Un atout en cas d’engagement majeur
Qu’elle soit de montagne ou parachutiste, « que fait-on en haute intensité avec de l’infanterie légère ? ». Beaucoup de choses, répondait le GCA Toujouse lors du Sommet international des troupes de montagne (SITM) organisé en début d’année à Grenoble. Dans un monde changeant et plus difficile à lire, il devient en effet primordial d’anticiper en se posant la question de la plus-value apportée par une brigade à la copie opérationnelle. « Pour moi, la BIM est une force très importante pour la FOT, de par ses qualités intrinsèques, de par sa capacité d’innovation et de par sa capacité à s’engager dans des terrains difficiles, donc des terrains où elle pourra faire la différence », relevait-il.

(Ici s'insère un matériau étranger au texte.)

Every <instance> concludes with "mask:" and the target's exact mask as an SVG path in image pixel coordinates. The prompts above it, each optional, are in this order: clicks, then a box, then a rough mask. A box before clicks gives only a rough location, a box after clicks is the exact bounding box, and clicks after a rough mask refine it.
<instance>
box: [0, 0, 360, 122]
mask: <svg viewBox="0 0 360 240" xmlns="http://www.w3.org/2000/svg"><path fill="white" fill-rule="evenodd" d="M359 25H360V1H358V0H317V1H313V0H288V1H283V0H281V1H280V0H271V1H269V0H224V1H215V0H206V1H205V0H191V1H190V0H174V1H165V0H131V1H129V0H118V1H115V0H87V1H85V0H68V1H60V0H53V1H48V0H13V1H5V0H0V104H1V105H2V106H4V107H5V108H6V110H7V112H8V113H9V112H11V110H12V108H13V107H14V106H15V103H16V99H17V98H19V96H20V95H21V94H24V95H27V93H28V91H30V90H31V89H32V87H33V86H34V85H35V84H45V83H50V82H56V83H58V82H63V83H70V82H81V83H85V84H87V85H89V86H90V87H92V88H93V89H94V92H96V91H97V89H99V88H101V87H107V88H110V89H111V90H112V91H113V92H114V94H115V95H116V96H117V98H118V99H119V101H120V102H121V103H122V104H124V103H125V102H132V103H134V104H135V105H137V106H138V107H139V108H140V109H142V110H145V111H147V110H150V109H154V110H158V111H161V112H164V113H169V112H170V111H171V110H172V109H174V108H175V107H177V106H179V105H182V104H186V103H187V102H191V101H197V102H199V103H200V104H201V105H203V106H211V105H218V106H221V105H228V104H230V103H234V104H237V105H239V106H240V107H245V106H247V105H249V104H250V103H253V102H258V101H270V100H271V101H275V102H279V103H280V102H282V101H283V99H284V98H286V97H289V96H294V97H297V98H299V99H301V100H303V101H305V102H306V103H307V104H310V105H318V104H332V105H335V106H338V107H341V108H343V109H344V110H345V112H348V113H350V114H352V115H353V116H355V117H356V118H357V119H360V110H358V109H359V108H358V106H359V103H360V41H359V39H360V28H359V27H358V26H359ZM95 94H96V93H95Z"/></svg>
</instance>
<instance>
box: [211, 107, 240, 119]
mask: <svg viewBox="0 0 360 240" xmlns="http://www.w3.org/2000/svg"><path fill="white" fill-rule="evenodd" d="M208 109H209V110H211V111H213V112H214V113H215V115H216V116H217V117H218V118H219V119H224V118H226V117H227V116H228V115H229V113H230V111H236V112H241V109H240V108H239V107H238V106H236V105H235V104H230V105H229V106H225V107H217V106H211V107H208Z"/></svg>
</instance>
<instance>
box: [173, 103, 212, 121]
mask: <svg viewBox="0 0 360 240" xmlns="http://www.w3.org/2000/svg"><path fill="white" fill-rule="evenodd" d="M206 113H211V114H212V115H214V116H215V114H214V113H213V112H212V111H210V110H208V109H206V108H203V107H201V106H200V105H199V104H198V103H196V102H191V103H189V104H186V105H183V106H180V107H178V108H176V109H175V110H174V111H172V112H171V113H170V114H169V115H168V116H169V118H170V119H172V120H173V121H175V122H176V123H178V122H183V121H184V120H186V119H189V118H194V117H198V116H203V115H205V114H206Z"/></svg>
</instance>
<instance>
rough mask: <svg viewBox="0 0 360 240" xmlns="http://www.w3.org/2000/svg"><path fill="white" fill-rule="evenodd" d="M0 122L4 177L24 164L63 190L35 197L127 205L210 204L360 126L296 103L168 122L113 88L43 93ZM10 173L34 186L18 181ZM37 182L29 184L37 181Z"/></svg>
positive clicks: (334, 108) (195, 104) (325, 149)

S’il fallait un jour se déployer en urgence dans le nord de la Norvège ou de la Finlande, « tout le monde pourra y aller à certaines saisons ». La 27e BIM pourra elle y intervenir à tout moment. Démonstration à la clef lors de son déploiement en Roumanie en février 2022 après l’activation de la Very High Readiness Joint Task Force (VJTF) de l’OTAN. Agile, autonome, rustique, la 27e BIM démontrait alors cette réactivité qui fait d’elle une force d’intervention centrale dans la régionalisation des divisions et brigades de l’armée de Terre. Des troupes « dont on connait la flexibilité », habituées à faire évoluer leur mode de combat, facilement déployables quitte à les sortir du « confort » de leur milieu naturel. Bref, un atout à exploiter en cas d’engagement majeur.

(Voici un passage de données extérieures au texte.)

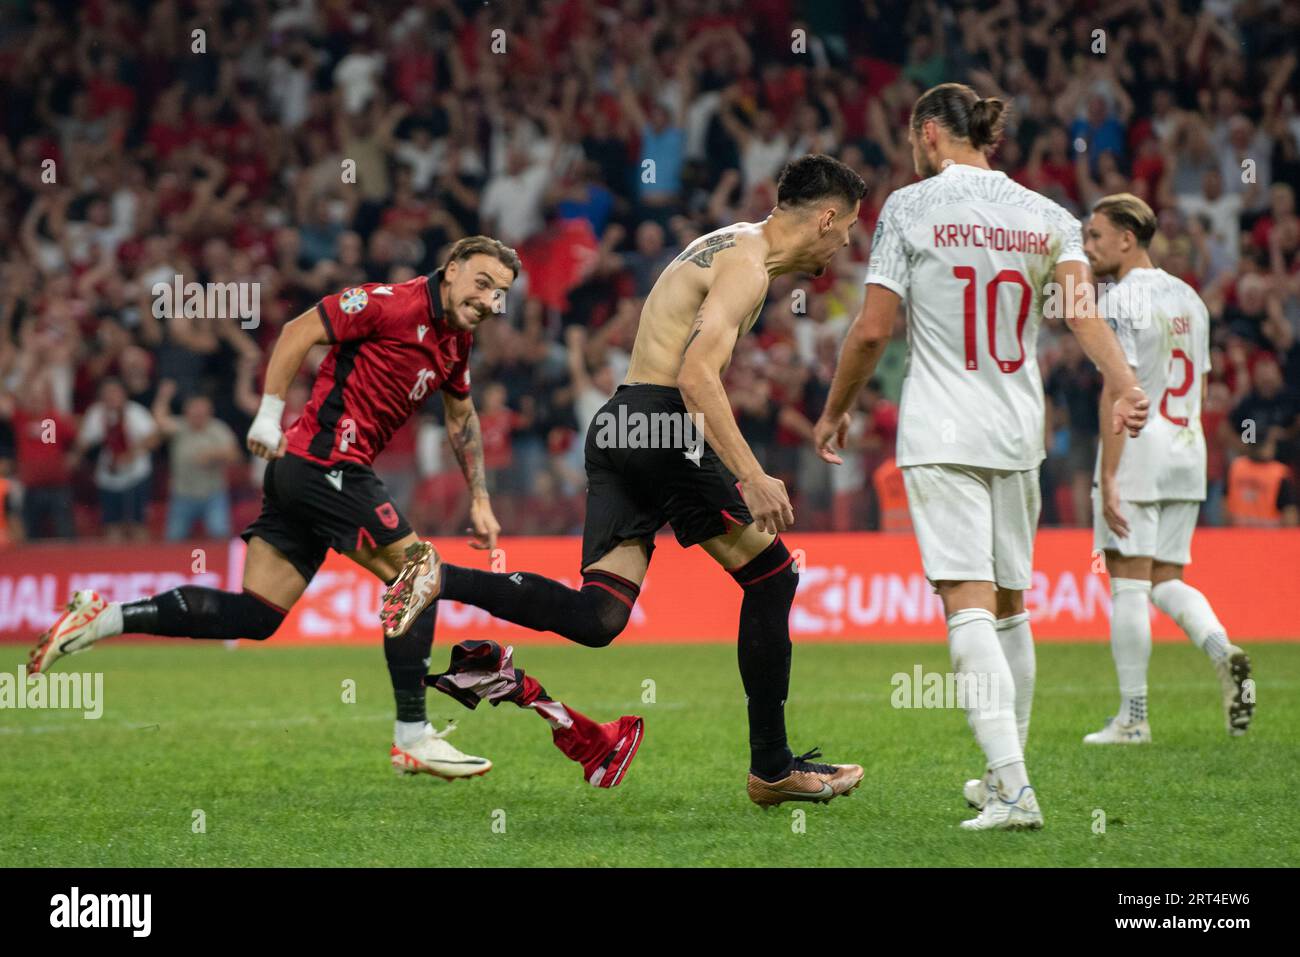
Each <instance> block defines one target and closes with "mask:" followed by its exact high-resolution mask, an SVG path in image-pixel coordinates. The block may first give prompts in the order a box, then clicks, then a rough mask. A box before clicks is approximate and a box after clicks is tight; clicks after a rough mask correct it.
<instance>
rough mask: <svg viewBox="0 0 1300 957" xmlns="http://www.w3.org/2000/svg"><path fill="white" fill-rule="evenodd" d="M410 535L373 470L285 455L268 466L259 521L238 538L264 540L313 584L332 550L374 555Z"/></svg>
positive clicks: (277, 459)
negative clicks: (291, 564)
mask: <svg viewBox="0 0 1300 957" xmlns="http://www.w3.org/2000/svg"><path fill="white" fill-rule="evenodd" d="M408 534H411V523H409V521H407V520H406V516H404V515H402V512H400V511H398V507H396V506H395V505H394V503H393V498H391V495H389V490H387V489H386V488H385V485H383V482H381V481H380V479H378V476H376V475H374V472H373V471H372V469H369V468H367V467H365V465H359V464H356V463H352V462H342V463H339V464H337V465H317V464H316V463H315V462H308V460H307V459H303V458H299V456H296V455H285V456H283V458H281V459H274V460H273V462H272V463H270V464H269V465H266V477H265V480H264V481H263V499H261V515H259V516H257V519H256V520H255V521H253V523H252V524H251V525H248V528H246V529H244V531H243V534H242V536H240V537H242V538H243V540H244V541H246V542H247V541H251V540H252V538H255V537H256V538H264V540H265V541H266V542H268V544H269V545H272V546H274V547H276V549H277V550H279V551H281V553H283V555H285V558H287V559H289V560H290V562H292V564H294V568H296V570H298V571H299V573H300V575H302V576H303V577H304V579H307V580H308V581H311V580H312V576H313V575H316V570H317V568H320V567H321V563H322V562H324V560H325V554H326V553H328V551H329V550H330V549H334V550H335V551H355V550H357V549H363V547H372V549H373V547H376V546H381V545H391V544H393V542H395V541H398V540H400V538H404V537H406V536H408Z"/></svg>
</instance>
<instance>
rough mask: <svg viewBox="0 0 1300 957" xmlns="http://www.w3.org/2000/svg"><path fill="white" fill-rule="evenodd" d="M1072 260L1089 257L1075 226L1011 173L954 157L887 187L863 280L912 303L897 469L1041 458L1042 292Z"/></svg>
mask: <svg viewBox="0 0 1300 957" xmlns="http://www.w3.org/2000/svg"><path fill="white" fill-rule="evenodd" d="M1065 261H1079V263H1087V261H1088V260H1087V256H1084V255H1083V230H1082V228H1080V225H1079V221H1078V220H1076V218H1074V216H1071V215H1070V213H1069V212H1066V211H1065V209H1062V208H1061V207H1060V205H1057V204H1056V203H1053V202H1052V200H1049V199H1048V198H1045V196H1043V195H1040V194H1037V192H1034V191H1032V190H1028V189H1026V187H1023V186H1021V185H1019V183H1017V182H1015V181H1014V179H1010V178H1009V177H1008V176H1006V174H1005V173H1000V172H996V170H987V169H979V168H976V166H967V165H961V164H954V165H952V166H948V168H946V169H944V170H943V172H941V173H939V174H937V176H932V177H930V178H927V179H924V181H922V182H919V183H913V185H911V186H906V187H904V189H901V190H896V191H894V192H893V194H891V196H889V199H888V200H885V204H884V208H883V209H881V211H880V222H879V225H878V226H876V234H875V238H874V239H872V243H871V263H870V267H868V270H867V278H866V282H867V283H868V285H870V283H872V282H875V283H878V285H881V286H884V287H885V289H889V290H893V291H894V293H897V294H898V295H900V296H902V298H904V299H905V300H906V303H907V346H909V350H907V371H906V377H905V378H904V387H902V403H901V408H900V423H898V464H900V465H926V464H958V465H975V467H983V468H1000V469H1026V468H1035V467H1036V465H1037V464H1039V463H1040V462H1041V460H1043V456H1044V449H1043V380H1041V376H1040V374H1039V363H1037V338H1039V325H1040V322H1041V319H1043V287H1044V285H1045V283H1048V282H1049V281H1050V280H1052V274H1053V270H1054V269H1056V265H1057V263H1065Z"/></svg>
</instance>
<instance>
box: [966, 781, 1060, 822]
mask: <svg viewBox="0 0 1300 957" xmlns="http://www.w3.org/2000/svg"><path fill="white" fill-rule="evenodd" d="M1041 827H1043V811H1041V810H1039V798H1037V797H1035V794H1034V788H1031V787H1030V785H1028V784H1026V785H1024V787H1023V788H1021V793H1019V794H1017V796H1015V800H1014V801H1005V800H1004V798H1002V794H1001V793H1000V792H998V791H997V787H996V785H995V787H993V789H992V791H989V794H988V802H987V804H985V805H984V809H983V810H982V811H980V813H979V817H976V818H971V819H970V820H963V822H962V830H963V831H1037V830H1039V828H1041Z"/></svg>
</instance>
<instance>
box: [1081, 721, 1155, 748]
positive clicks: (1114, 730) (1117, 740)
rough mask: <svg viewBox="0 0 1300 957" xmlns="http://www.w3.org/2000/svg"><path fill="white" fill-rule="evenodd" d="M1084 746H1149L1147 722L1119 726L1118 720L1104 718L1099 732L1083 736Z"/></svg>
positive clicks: (1150, 730)
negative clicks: (1113, 744) (1141, 745)
mask: <svg viewBox="0 0 1300 957" xmlns="http://www.w3.org/2000/svg"><path fill="white" fill-rule="evenodd" d="M1083 742H1084V744H1151V723H1148V722H1147V720H1140V722H1134V723H1132V724H1121V723H1119V718H1106V724H1105V727H1104V728H1102V729H1101V731H1093V732H1092V733H1091V735H1084V736H1083Z"/></svg>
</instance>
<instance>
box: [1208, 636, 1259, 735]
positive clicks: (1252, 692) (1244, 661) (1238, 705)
mask: <svg viewBox="0 0 1300 957" xmlns="http://www.w3.org/2000/svg"><path fill="white" fill-rule="evenodd" d="M1214 671H1217V672H1218V676H1219V687H1222V689H1223V716H1225V719H1226V720H1227V733H1230V735H1231V736H1232V737H1240V736H1242V735H1244V733H1245V732H1247V729H1248V728H1249V727H1251V719H1252V718H1255V687H1253V685H1255V683H1253V681H1252V683H1251V689H1249V692H1247V690H1245V688H1244V687H1243V685H1245V683H1247V681H1251V659H1249V658H1248V657H1247V654H1245V651H1243V650H1242V649H1240V648H1238V646H1236V645H1229V646H1227V658H1225V659H1223V661H1221V662H1216V663H1214Z"/></svg>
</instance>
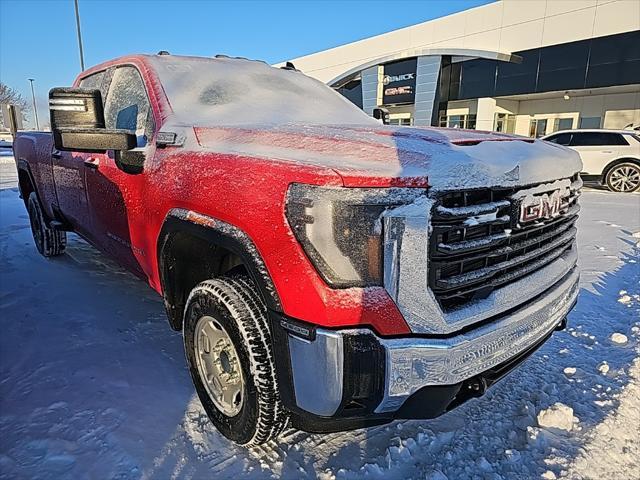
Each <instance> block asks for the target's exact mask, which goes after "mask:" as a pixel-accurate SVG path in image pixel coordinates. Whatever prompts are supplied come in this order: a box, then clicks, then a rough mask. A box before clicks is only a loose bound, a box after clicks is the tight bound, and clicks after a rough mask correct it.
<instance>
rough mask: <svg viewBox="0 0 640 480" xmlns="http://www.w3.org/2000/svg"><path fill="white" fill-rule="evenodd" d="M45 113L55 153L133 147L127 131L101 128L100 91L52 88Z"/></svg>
mask: <svg viewBox="0 0 640 480" xmlns="http://www.w3.org/2000/svg"><path fill="white" fill-rule="evenodd" d="M49 114H50V118H51V130H52V132H53V143H54V145H55V147H56V149H58V150H62V151H74V152H92V153H104V152H105V151H106V150H117V151H120V150H131V149H133V148H135V147H136V136H135V135H134V134H133V133H131V132H130V131H128V130H108V129H106V128H105V121H104V110H103V105H102V95H101V93H100V90H94V89H89V88H66V87H63V88H53V89H51V91H50V92H49Z"/></svg>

« Grand froid, guérilla, zone urbaine me semblent être les trois mots-clefs qui doivent tracer la voie qui vous attend », énumérait le COM FOT. Deux milieux et un mode d’action qui ne pouvaient être confiés qu’à des troupes légères, rustiques, polyvalentes. Le contexte de réorientation vers l’est et le nord de l’Europe aidant, l’enjeu du combat grand froid est désormais à élargi à une FOT davantage habituée, depuis plus d’une décennie, aux chaleurs du Sahel et de l’Irak.
« Aujourd’hui, sortant de 30 ans de crise, il y a un gap énorme dans l’appropriation du monde du froid par l’armée de Terre », observait le GCA Toujouse. Ce qui était moins un problème durant la guerre froide avec un 2e corps d’armée au complet basé en Allemagne le redevient à l’aune des conflits dans le Haut-Karabagh et en Ukraine. Il s’agit désormais de capitaliser sur « un coeur de vraie compétence ‘montagne’ qui, progressivement, a évolué vers le froid » pour propager l’expérience, les bonnes pratiques et autres savoir-faire aux autres unités de la FOT.
S’y remettre sérieusement
« Nous sommes en train de nous y remettre sérieusement », annonçait celui qui est aussi à la tête du Commandement Terre Europe (CTE). Une dynamique initiée, par exemple, par ce mandat « grand froid » confié il y a plusieurs années à des unités de la brigade franco-allemande (BFA) chargées d’explorer ce que serait le combat blindé sous des températures négatives. Puis, le contexte aidant, par des brigades désormais sectorisées à tour de rôle en Roumanie et en Estonie et chapeautées par une division « Europe », en l’occurence la 1ère division jusqu’en 2026. La cible proposée par le COM FOT ? Parvenir au minimum à former les unités sous mandat Europe sur un pas régulier. « Toute unité de l’armée de Terre engagée dans l’Est doit être capable de survivre sans problème jusqu’à -30°, soit les températures rencontrées à l’époque en ex-Yougoslavie », estimait le GCA Toujouse.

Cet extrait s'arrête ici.